Por Mouzar Benedito
Andei pensando na origem e na “capacidade de transformação” de nossos mitos. Não no Saci, que já escrevi dezenas de vezes sobre sua origem indígena, o ganho da cor, a perda da perna e a aquisição do gorrinho vermelho.
Primeiro, o Mapinguari, mito pouco conhecido em outras regiões, mas presente e temido na Amazônia, principalmente nos seringais do Acre e do Amazonas. Segundo alguns linguistas, o nome dele é de origem aruak, mas Câmara Cascudo diz que pode ser tupi, seria uma contração de mbaé-pi-guari, “coisa do pé torto”. Só que ele não tem nada a ver com pé torto. E sua origem, podemos dizer, tem algo a ver com a pré-história.
Cientistas brasileiros e estrangeiros procuram fósseis dele na região. Era uma preguiça gigante, com mais de três metros de altura, em outros tempos não tão antigos quanto o dos dinossauros. No imaginário popular dos moradores da floresta, principalmente seringueiros, o Mapinguari não é de outras eras, é atual.
Ele é peludo, tem um bocarrão vertical na barriga e anda pela mata dando urros medonhos. Quando encontra seringueiro trabalhando em domingo ou dia santo, come a cabeça dele, e larga o resto do corpo sangrando. Então, além de tudo, ele é anticapitalista e católico! Respeita domingos e dias santos.
Por falar em católico, tem também – no outro extremo do Brasil, o Rio Grande do Sul – outro mito de origem católica, o Negrinho do Pastoreio, que era órfão e foi criado por um fazendeiro mau que tinha um filho igualmente malvado. Judiavam do Negrinho, que nem nome tinha. Castigado com uma surra de chicote pelo fazendeiro por ter deixado escapar um cavalo, ele teve que reencontrar o animal, mas o filho do fazendeiro o soltou para que o pai castigasse o Negrinho de novo.

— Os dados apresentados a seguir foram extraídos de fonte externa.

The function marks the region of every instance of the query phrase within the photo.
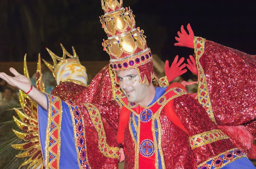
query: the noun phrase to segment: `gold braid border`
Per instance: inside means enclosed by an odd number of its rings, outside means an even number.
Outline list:
[[[195,36],[194,38],[194,48],[195,55],[195,62],[198,71],[198,88],[197,98],[199,103],[204,108],[210,118],[217,124],[214,118],[211,100],[203,69],[199,62],[201,57],[204,52],[204,42],[205,39]]]
[[[119,159],[120,154],[120,148],[117,147],[110,147],[107,144],[106,134],[99,111],[92,104],[86,103],[83,105],[87,108],[91,121],[98,132],[100,151],[106,157]]]
[[[192,149],[221,139],[229,137],[219,130],[213,130],[190,137],[190,142]]]
[[[227,164],[237,159],[245,157],[247,157],[247,156],[243,150],[238,148],[232,148],[208,159],[207,161],[197,165],[197,169],[205,168],[211,169],[221,168]],[[216,162],[217,162],[216,163]]]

O Negrinho levou nova surra e foi colocado sangrando num formigueiro, para ser comido vivo pelas formigas. Mas quando o fazendeiro foi ver, dias depois, o resultado desse castigo, encontrou o Negrinho são e salvo, com a pele luzindo, ao lado de Nossa Senhora, protetora do menino. E o cavalo perdido, ao lado deles. O menino montou no cavalo e saiu a galope, e até hoje quando alguém perde alguma coisa reza para o Negrinho do Pastoreio e pede que encontre o objeto perdido.
Um mito mais moderno é a Perna Cabeluda, em Recife e Olinda. Ela é o contrário do Saci. Tem só uma perna, falta o resto do corpo. E é uma perna danada, braba, que dá belas surras de chutes em algumas pessoas. Quando cercada pela polícia, ela dá um arroto alto e fedido, some e reaparece noutro lugar. Tudo começou com um guarda noturno que chegou em casa de manhã, um pouco mais cedo que de costume, deitou-se ao lado da mulher e sentiu que tinha alguma coisa debaixo da cama. Olhou e viu só uma perna cabeluda…
Tem também as transformações: a Iara, na origem, não era mulher, chamava-se Ipupiara, era o Senhor das Águas. Com a chegada dos europeus, o ser que dominava as águas foi comparado com as sereias europeias e virou mulher.
Tem ainda as diferenças do mesmo mito conforme a região, e mitos muito parecidos, com nomes diferentes em outras. Por exemplo: o Caipora, protetor dos animais da mata, em certas regiões do Nordeste é mulher, a Caipora, por sinal muito namoradeira e ciumenta. Namora homens e, quando é traída, bate bastante no sujeito.
Já o Curupira, protetor das matas, é confundido com o Caipora em vários lugares. E o Pé-de-garrafa na região do cerrado se parece muito com os dois, no sentido de castigar quem entra na mata para matar animais sem necessidade, mas tem uma perna só, com um pé redondo, que justifica o seu nome.
Bom, e quem vê todos esses seres? Olha, com certeza quem vive isolado tem mais chances. Parece que os mitos não gostam de aparecer para multidões. Lembro-me de uma história contada pelo grande escritor Simão Pessoa, em Manaus. Um amigo dele, viajando de barco, parou numa cabana na beira do rio, onde morava um velho sozinho, sem nenhum vizinho em muitos quilômetros, e perguntou ao velho:
– Como é, tem visto muito Saci por aqui?
O velho respondeu:
– Saci, até que tem aparecido bastante. O que tá em falta é Mapinguari.